Había
llegado la navidad, y Felipe y Carles monologaban y monologaban...
ellos, ambos ciudadanos del estado español y del reino de España,
hablaban pausadamente pero sin descanso, esperando ganarse la
atención de otros ciudadanos, dirigiéndose a oídos que
fisiológicamente residían dentro de cabezas cuyos cerebros no les
hacían ni caso... porque estaban atentos, bien
a platos repletos de gambas, bien a la ausencia de gambas en platos
vacíos y nunca repletos,
bien a otros menesteres.
Carles,
ciudadano de la comunidad autónoma de Cataluña, monologaba sentado
en la mesa de un bar de un humilde barrio del extrarradio catalán
donde se votaba a la derecha y al independentismo; los parroquianos,
la mayoría en paro, le prestaban poca atención.
La
voz de Felipe, madrileño pero hijo de inmigrantes italiano y griega,
se perdía entre las conversaciones de una cafetería llena de
inmigrantes y obreros, en un distrito de la periferia donde ganaba
las elecciones la derecha.
Felipe
y Carles pasaban, a veces, del monólogo al soliloquio, y se decían,
se preguntaban: “¿dónde está el dinero, dónde está ese
dinero?” Nunca encontraban la respuesta, nadie lo sabía, nadie
podía ayudarles.
Carles
trabajaba en una gasolinera de Pepsol. Un día lo despidieron: a
partir de ese momento, los clientes repostarían ellos mismos, pero
pagarían el mismo precio por el carburante. ¿Dónde estaba,
entonces, el sueldo de Carles? Si no se lo habían rebajado a los
clientes que se manchaban las manos de gasolina, ¿quién
se había quedado con sus 600 euros?
La
hija de Carles, Susana, trabajaba en la caja de una tienda de la
cadena deportiva Decaflón. Un día, se abrieron seis
cajas autoservicio para
que los clientes pasaran los productos por el lector del código de
barras y pagaran con sus tarjetas. A Susana y cuatro compañeros los
echaron a la calle. Pero los productos que se pagaban en las cajas de
autoservicio nunca fueron rebajados. “¿Dónde estaba el dinero de
esos cinco sueldos? ¿A dónde habían ido a parar?” Eso era lo
que, entre monólogo y soliloquio, se preguntaba Carles.
Felipe
había estudiado electricidad y durante años trabajó leyendo
contadores eléctricos para Ibertrola. Un día la compañía, con el
respaldo legal del ministerio de Industria, sustituyó los viejos
contadores por otros electrónicos más caros que podían leerse
desde la sede de la multinacional. La pequeña empresa de Felipe
cerró, e Ibertrola
y sus compañías amigas despidieron a cientos de trabajadores
subcontratados,
pero el precio de la energía no bajó. “¿Dónde rayos estaría-se
preguntaba Felipe-toda la pasta con la que se pagaba aquellos
sueldos?” Ana, su compañera en la vida, había sido empleada de
Gastafanatural y también leía contadores, pero de gas. Como la
empresa no podía técnicamente sustituir los contadores de gas por
otros electrónicos, despidió a Ana y a sus compañeros e hizo que
los propios abonados tuvieran que dar la lectura del contador por
teléfono, sin rebajar un céntimo el precio del gas. Con el
matrimonio en paro, los hijos de Ana y Felipe no pudieron ir a la
universidad. Dos de ellos tuvieron
que emigrar a otros países.
Los cuatro se preguntaban: “¿en
qué agujero negro, en qué bolsa de basura de plástico, en qué
paraíso fiscal, escondía Gastafanatural el dinero de sus sueldos?”

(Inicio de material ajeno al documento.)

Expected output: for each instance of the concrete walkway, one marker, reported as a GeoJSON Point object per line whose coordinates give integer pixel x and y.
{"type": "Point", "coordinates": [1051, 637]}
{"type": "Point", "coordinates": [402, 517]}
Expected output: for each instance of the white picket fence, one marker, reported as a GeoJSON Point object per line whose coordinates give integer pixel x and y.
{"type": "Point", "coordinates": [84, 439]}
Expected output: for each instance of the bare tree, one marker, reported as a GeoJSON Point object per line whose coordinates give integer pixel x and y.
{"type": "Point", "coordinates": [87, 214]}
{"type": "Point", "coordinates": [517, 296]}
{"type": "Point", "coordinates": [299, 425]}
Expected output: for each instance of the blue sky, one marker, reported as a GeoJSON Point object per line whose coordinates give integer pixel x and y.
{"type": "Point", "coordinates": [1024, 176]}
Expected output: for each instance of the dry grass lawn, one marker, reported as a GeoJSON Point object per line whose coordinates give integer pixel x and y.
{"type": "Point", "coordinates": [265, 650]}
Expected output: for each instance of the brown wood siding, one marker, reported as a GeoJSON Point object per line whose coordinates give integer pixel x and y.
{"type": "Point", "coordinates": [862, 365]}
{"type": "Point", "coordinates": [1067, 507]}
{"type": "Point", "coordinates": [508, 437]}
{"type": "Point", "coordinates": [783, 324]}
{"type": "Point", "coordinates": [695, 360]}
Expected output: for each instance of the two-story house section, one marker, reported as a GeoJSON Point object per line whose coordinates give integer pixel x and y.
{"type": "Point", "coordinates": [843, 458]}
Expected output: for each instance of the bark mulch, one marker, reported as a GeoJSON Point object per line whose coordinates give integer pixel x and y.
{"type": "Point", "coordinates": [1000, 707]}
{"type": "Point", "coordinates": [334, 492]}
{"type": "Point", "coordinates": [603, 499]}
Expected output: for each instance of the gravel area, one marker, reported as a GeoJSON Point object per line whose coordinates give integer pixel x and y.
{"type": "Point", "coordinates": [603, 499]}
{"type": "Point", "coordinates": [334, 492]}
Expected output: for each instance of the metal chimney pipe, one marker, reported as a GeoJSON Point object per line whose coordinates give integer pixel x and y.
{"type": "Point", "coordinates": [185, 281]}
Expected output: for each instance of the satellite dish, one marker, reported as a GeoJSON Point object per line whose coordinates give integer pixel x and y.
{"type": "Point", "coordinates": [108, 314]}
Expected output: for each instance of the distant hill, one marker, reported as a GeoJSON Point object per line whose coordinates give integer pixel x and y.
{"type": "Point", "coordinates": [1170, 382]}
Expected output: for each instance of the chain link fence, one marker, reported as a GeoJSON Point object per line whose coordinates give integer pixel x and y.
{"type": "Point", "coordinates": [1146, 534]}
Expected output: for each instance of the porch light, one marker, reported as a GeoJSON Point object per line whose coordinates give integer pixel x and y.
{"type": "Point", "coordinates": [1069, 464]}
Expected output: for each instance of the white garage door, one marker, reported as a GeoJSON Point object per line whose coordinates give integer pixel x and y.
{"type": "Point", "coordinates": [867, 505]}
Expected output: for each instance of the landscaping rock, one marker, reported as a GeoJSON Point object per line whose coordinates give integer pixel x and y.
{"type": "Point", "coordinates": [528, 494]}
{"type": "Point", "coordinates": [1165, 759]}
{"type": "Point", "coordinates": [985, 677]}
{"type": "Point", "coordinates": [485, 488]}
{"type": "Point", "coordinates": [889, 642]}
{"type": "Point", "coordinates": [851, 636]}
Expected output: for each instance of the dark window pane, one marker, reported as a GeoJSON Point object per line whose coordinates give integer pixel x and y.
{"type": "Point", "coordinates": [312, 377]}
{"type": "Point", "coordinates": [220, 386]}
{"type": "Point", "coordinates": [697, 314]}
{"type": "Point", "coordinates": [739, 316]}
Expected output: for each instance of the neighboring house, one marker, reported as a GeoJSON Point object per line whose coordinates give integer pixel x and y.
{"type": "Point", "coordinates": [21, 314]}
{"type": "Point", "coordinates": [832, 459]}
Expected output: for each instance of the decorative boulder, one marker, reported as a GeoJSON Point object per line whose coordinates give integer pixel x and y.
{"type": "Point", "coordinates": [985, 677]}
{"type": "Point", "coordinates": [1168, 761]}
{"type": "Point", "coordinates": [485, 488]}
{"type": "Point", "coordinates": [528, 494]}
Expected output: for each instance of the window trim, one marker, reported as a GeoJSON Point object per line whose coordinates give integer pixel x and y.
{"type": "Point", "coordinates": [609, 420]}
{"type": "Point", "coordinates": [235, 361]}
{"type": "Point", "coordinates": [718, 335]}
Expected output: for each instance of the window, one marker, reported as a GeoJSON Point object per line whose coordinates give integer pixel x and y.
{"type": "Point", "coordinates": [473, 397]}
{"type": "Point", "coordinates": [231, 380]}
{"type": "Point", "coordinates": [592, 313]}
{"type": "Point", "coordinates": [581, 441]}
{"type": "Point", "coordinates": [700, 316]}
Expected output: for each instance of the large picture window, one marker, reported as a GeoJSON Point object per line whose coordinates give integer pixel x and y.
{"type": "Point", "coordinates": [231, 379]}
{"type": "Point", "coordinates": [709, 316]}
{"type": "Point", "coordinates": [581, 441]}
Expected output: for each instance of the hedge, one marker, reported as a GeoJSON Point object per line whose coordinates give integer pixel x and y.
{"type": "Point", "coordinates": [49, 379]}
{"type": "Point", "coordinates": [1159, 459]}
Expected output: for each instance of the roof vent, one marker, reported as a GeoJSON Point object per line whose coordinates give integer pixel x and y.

Eso rumiaba Felipe en el bar madrileño, al igual que Carles lo hacía
en el catalán.
Mientras
todo esto pasaba en el país de verdad, Felipe
VI de Borbón
y Carles
Puigdemont de Cataluña,
soltaban sus discursos de navidad y, bajo frases pronunciadas en tono
amable, jugaban al juego del otro país, el de los nacionalismos y el
interés del capital. ¿En qué país vivirán ustedes en 2017?